Increase in commercial office take up across Europe expected to continue 0

Dublin-IFSC-Commercial-PropertyThe commercial property occupier markets across Europe recorded healthy improvements in activity during 2015, with the total take-up in the major office markets rising by 10 percent, according to Knight Frank’s latest European Quarterly Report. Although there was a drop in take-up in Europe’s two largest markets, London and Paris, this was made up by the strong performance of German, Iberian and Central and Eastern Europe markets. Commercial property rents rose by around 3.5 percent over the course of 2015, largely due to growth in markets such as Dublin, London, Madrid and Stockholm. Rental growth is expected to spread to a wider range of cities in 2016 with Paris, for example, expected to see prime office rents rise following more than two years of stability. A total of €64.5 billion was invested in European commercial property in Q4 2015, taking volumes for the full year to €238.5 billion. This represents a 25 percent increase on 2014.


Matthew Colbourne, associate, international research team, Knight Frank commented: “The European occupier market recovery gained traction over the course of 2015, and office take-up increased in the majority of key markets. We expect further growth in take-up in 2016, as corporate tenants appear increasingly prepared to make major occupational decisions.”

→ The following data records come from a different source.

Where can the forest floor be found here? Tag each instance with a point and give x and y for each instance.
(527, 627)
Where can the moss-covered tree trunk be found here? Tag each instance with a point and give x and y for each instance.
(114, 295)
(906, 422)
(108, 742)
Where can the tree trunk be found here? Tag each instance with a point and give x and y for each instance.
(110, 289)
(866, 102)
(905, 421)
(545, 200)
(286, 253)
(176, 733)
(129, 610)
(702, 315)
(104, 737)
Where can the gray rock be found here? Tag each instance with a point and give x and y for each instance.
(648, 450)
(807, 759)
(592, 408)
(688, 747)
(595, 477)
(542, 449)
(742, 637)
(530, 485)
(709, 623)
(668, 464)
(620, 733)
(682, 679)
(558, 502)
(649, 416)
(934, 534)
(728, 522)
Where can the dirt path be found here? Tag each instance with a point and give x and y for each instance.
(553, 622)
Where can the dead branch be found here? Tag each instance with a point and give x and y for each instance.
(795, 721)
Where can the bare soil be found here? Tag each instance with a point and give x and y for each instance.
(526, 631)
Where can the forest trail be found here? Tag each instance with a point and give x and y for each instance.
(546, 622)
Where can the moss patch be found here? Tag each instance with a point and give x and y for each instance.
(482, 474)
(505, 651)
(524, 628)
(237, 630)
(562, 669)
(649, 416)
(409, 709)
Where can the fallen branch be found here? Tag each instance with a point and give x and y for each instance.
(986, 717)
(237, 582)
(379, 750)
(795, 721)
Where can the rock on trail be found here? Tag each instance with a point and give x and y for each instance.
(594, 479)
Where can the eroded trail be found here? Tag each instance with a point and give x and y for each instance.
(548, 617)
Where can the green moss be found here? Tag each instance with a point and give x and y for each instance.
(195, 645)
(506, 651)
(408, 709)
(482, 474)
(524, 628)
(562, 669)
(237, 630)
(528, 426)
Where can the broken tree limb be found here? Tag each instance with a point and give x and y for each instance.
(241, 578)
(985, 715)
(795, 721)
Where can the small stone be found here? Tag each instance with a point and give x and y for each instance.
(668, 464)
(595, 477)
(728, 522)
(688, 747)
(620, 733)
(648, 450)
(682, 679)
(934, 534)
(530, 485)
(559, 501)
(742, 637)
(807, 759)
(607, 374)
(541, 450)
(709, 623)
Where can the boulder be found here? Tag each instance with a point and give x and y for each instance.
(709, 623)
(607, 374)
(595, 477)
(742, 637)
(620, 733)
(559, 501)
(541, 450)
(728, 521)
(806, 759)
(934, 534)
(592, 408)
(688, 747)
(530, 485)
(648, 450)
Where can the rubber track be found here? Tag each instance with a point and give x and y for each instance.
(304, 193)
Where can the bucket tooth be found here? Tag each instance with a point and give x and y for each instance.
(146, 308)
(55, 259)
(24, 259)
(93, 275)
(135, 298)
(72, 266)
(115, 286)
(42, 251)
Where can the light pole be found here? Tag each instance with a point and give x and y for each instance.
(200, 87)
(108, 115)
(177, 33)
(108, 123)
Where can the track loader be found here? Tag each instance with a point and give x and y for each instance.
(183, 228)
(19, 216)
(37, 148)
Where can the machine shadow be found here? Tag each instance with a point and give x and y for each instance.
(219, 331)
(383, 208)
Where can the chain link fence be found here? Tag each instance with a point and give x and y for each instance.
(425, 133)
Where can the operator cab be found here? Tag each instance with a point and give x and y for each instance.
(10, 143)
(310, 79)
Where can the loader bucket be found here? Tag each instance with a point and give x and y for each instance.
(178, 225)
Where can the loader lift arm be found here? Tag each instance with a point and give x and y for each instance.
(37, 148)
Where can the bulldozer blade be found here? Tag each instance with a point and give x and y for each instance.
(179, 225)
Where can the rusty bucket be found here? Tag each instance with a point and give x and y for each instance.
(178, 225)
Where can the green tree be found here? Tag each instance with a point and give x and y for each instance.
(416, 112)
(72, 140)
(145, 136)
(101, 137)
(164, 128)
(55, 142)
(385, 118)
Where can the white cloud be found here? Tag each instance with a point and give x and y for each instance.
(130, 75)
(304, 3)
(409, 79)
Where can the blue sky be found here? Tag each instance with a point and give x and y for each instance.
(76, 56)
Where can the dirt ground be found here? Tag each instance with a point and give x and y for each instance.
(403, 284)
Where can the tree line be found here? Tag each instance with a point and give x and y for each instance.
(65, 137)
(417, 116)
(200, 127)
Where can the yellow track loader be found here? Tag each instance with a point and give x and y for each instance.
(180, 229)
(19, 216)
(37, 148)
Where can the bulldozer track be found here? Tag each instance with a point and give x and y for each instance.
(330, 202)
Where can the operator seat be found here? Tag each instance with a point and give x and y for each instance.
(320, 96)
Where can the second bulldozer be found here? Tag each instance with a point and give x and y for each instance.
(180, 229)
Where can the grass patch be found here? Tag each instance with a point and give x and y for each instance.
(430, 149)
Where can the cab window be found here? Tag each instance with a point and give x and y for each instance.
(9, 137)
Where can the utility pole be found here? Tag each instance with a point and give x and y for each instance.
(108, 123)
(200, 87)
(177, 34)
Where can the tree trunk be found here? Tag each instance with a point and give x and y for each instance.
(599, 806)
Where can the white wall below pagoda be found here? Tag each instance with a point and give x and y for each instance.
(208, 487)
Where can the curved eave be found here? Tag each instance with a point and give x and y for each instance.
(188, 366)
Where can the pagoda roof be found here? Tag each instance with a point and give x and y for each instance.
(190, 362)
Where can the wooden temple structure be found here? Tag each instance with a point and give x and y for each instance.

Increases in investment activity were widespread in 2015, with the core markets of the UK, Germany and France all seeing transactions rise by more than 20 percent. Among peripheral markets, investment volumes grew particularly strongly in Italy and Portugal, both fuelled by surging demand from international investors.

Andrew Sim, Head of European Capital Markets, Knight Frank, said: “A strong fourth quarter capped a stellar year for commercial real estate investment across Europe, with appetite from investors showing little sign of abating.

“While we forecast that investment into the UK market may stall in the run-up to the European Referendum in June, we anticipate increased activity in some Southern European markets, and European investment volumes overall to be at a similar level in 2016.”